A Delicate Truth focuses on two men in the British Foreign Office who face the same challenge. We meet the first one in a hotel room in the British Crown Colony of Gibraltar under the name of Paul Anderson, going slowly mad as he awaits a phone call to tell him that the mission is underway. “Paul” is a low flyer in the foreign office, a few years from retirement, “a violet by a rocky brook” sort of person: he has never attracted attention. The mission, once it gets underway, turns out to be the extraction of one code-named Punter who is about to buy missiles, “a jihadest equivalent of the Scarlet Pimpernel, an even wilier version of Osama Bin Laden” (National Post – 13/05/03). The land operatives are British soldiers, temporarily demobbed so as to be deniable, and the sea operatives are employees of an American private military outfit called Ethical Outcomes. Paul is there to act as “red telephone”, the eyes and ears of Fergus Quinn M.P. At the moment when the attack has to go or be called off, Paul heeds the advice of Jeb, the British soldier in charge, and refuses to give the go-ahead. Other, rasher heads prevail and, according to reports, the mission is a brilliant success. Punter, apparently, is spirited off to the American ship lying off-shore and suffers Rendition.
After that long first chapter, we find ourselves back in London witnessing the moral struggles of a younger foreign office minion named Toby Bell, who has bugged the office of his boss Fergus Quinn, and is about to retrieve the tape. Before we get there, though, we get Toby’s background. He is a thoroughly decent fellow who wanted to resign when Blair took the nation to war in Iraq under the false pretense of weapons of mass destruction. His mentor, Oakley, tells him, “Hyprocisy is the tribute that vice pays to virtue, dear boy. In an imperfect world, the best we can hope for.” Toby finds himself summarily shipped off to Madrid and the Cairo, rising with each step, until now fluent in Arabic, he returns to London to be Quinn’s private secretary, with a mandate from superiors to keep the Minister out of trouble. Only thing is, Quinn never gives Toby a glimpse of what he is up to, hence the bugged office.
Of course Toby finds out something very troubling that has to do with a vaguely British operative named Jay Crispin and the American outfit, Ethical Outcomes.
Then we find ourselves years later in Cornwall, Le Carré’s home territory, watching Sir Christopher Probyn settle into his retirement as a benevolent lord of the manor personage. Wait a minute, isn’t this Paul!
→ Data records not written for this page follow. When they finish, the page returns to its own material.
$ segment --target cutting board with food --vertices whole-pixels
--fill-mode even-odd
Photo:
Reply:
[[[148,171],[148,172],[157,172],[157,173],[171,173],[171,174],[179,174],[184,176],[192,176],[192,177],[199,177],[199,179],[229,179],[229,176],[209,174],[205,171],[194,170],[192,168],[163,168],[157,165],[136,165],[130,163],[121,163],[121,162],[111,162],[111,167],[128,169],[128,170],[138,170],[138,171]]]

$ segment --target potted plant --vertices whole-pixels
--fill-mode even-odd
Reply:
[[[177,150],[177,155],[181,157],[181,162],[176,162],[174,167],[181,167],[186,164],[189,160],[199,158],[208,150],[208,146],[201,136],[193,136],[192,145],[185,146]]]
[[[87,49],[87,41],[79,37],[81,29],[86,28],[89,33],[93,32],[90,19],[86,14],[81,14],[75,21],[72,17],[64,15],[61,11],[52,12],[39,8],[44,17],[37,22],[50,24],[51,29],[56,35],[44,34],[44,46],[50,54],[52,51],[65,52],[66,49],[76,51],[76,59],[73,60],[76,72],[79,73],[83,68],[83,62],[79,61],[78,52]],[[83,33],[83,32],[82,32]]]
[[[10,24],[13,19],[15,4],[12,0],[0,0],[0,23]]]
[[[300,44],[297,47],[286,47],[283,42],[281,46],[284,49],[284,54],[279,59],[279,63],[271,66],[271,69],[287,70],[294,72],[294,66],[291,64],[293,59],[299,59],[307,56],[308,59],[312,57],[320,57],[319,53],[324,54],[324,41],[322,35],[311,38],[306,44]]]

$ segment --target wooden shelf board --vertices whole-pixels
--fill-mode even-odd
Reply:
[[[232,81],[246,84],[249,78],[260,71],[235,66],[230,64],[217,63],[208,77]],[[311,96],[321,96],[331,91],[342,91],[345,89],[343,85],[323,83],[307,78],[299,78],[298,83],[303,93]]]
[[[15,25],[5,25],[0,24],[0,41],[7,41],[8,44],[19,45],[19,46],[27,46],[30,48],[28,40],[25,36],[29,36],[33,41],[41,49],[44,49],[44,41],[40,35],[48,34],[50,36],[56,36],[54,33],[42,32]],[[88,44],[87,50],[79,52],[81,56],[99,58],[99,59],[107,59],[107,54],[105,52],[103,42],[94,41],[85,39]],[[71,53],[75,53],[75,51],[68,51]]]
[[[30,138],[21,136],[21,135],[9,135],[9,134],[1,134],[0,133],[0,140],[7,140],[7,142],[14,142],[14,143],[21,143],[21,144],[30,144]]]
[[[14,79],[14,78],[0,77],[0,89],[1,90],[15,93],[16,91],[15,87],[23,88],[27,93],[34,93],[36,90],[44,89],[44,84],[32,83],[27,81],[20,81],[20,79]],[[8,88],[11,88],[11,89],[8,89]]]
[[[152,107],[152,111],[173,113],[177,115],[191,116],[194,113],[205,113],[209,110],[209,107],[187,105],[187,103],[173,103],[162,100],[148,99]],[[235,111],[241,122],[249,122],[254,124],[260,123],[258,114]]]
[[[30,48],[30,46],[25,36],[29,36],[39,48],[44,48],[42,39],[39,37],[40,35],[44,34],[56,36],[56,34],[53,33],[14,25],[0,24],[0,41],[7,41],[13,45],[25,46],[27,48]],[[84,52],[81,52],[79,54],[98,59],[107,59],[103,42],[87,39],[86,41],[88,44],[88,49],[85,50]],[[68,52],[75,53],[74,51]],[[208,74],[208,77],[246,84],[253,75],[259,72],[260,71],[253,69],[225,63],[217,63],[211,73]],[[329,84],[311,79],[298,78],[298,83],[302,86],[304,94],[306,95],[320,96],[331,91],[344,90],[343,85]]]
And doesn’t he magically run into Jeb, disgraced and reduced to “tinkering” and doesn’t Jeb have some awful here-to-for repressed information about what really happened in Gibraltar! What to do? Kit Probyn aka Sir Christopher aka Paul knows just the thing. Call that number he called before he met Fergus Quinn. The number belongs to Toby.
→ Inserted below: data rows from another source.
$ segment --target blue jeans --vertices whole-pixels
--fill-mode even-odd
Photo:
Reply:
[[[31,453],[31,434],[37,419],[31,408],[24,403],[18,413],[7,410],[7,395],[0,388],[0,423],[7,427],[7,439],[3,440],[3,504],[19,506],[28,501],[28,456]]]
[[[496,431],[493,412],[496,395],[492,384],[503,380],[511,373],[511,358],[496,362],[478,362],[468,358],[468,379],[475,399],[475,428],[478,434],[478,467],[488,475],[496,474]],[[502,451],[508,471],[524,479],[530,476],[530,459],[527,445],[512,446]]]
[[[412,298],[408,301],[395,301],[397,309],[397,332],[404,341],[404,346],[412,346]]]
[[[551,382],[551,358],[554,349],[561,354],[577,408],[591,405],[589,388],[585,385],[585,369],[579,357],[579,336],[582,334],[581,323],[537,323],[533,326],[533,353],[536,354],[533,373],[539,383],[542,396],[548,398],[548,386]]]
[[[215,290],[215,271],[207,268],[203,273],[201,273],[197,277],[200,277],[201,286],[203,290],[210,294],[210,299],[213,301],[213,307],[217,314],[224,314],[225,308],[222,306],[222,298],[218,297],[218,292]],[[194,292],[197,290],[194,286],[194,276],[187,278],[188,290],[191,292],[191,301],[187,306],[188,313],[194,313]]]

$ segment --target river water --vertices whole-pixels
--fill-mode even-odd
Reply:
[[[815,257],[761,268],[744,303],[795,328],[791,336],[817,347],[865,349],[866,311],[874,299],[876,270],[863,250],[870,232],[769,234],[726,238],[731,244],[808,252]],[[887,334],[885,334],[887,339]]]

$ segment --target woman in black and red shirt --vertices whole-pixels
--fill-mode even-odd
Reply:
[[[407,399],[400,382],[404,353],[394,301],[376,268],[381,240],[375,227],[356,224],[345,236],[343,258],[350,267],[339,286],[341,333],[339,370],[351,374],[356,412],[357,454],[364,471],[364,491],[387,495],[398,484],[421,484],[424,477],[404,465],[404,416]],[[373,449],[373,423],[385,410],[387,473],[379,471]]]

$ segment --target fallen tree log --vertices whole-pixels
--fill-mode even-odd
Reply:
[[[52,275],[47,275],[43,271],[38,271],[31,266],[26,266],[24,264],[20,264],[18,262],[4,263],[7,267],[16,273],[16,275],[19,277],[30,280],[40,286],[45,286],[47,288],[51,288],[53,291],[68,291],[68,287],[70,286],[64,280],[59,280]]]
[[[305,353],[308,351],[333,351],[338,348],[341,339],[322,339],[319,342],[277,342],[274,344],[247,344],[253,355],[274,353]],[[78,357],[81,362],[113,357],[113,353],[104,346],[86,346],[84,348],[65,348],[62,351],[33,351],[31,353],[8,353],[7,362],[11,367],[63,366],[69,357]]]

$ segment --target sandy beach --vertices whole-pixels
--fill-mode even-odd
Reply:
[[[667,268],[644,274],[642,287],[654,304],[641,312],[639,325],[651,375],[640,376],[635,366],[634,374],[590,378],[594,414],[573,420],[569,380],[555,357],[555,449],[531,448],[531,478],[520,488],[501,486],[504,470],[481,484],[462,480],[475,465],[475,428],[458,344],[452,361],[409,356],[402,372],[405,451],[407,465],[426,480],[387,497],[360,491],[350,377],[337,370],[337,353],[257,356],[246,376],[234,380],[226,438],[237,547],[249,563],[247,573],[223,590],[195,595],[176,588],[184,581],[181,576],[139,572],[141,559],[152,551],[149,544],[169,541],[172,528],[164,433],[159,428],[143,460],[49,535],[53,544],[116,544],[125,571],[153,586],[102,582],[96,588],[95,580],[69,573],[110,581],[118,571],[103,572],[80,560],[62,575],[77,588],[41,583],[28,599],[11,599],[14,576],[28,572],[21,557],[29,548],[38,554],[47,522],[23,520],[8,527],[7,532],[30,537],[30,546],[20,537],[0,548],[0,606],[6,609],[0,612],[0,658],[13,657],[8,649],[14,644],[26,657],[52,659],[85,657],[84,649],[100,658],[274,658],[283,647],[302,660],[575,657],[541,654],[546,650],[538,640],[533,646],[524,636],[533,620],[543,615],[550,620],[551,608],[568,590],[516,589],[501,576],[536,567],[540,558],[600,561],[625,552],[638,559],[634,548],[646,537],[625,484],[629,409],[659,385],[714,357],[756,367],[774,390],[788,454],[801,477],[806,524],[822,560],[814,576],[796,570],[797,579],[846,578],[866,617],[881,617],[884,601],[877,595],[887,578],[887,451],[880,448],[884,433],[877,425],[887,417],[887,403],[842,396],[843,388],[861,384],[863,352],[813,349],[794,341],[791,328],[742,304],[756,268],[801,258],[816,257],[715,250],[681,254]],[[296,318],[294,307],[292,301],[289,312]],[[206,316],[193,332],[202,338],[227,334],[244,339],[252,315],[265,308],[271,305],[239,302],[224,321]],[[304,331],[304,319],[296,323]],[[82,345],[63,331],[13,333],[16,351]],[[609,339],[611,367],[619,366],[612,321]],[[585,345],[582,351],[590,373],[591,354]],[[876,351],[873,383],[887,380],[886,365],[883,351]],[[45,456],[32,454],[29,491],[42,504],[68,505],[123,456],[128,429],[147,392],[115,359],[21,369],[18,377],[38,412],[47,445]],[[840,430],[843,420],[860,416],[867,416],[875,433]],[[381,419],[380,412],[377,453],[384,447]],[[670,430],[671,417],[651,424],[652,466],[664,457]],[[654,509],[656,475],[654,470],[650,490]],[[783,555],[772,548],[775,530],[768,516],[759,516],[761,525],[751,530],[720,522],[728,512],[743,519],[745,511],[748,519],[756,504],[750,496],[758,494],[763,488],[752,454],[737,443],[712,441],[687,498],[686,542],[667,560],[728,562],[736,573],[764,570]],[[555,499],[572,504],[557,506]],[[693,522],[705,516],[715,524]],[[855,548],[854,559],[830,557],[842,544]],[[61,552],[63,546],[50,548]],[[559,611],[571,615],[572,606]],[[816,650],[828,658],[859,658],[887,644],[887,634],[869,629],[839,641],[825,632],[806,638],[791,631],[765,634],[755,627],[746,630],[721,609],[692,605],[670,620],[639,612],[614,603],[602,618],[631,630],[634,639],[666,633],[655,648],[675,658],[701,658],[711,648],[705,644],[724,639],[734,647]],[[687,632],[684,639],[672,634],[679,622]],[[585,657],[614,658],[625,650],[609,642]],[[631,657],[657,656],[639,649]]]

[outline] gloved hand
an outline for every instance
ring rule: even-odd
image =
Thus the forces for good or at least for the truth begin to assemble. The third member of the group is Kit’s daughter, Emily, a doctor who treats the poor and needy in London’s east end. There we have the essence of the book: who will stand up for the individual who has been deemed unimportant, an acceptable loss in the face of the war on terror. And can the delicate truth be brought to light in the face of bureaucratic duplicity? Will the well-meaning opponents of officialdom find themselves declared traitors?
In a world where “War’s gone corporate” and intelligence is purchased from private spy agencies, truth becomes relative.
It is true that A Delicate Truth, like the other post-Cold War novels, lacks the irony of the Smiley books. Something changed so that Le Carré could no longer afford that detached point of view. Certainly 9/11 and the resulting War on Terror and the 2003 invasion of Iraq played a part in that. I find it hard to regret that.
A novelist is not a made-to-measure workman. He writes out of his soul and conscience. And I am very grateful to have yet another brilliant novel from Le Carré’s pen.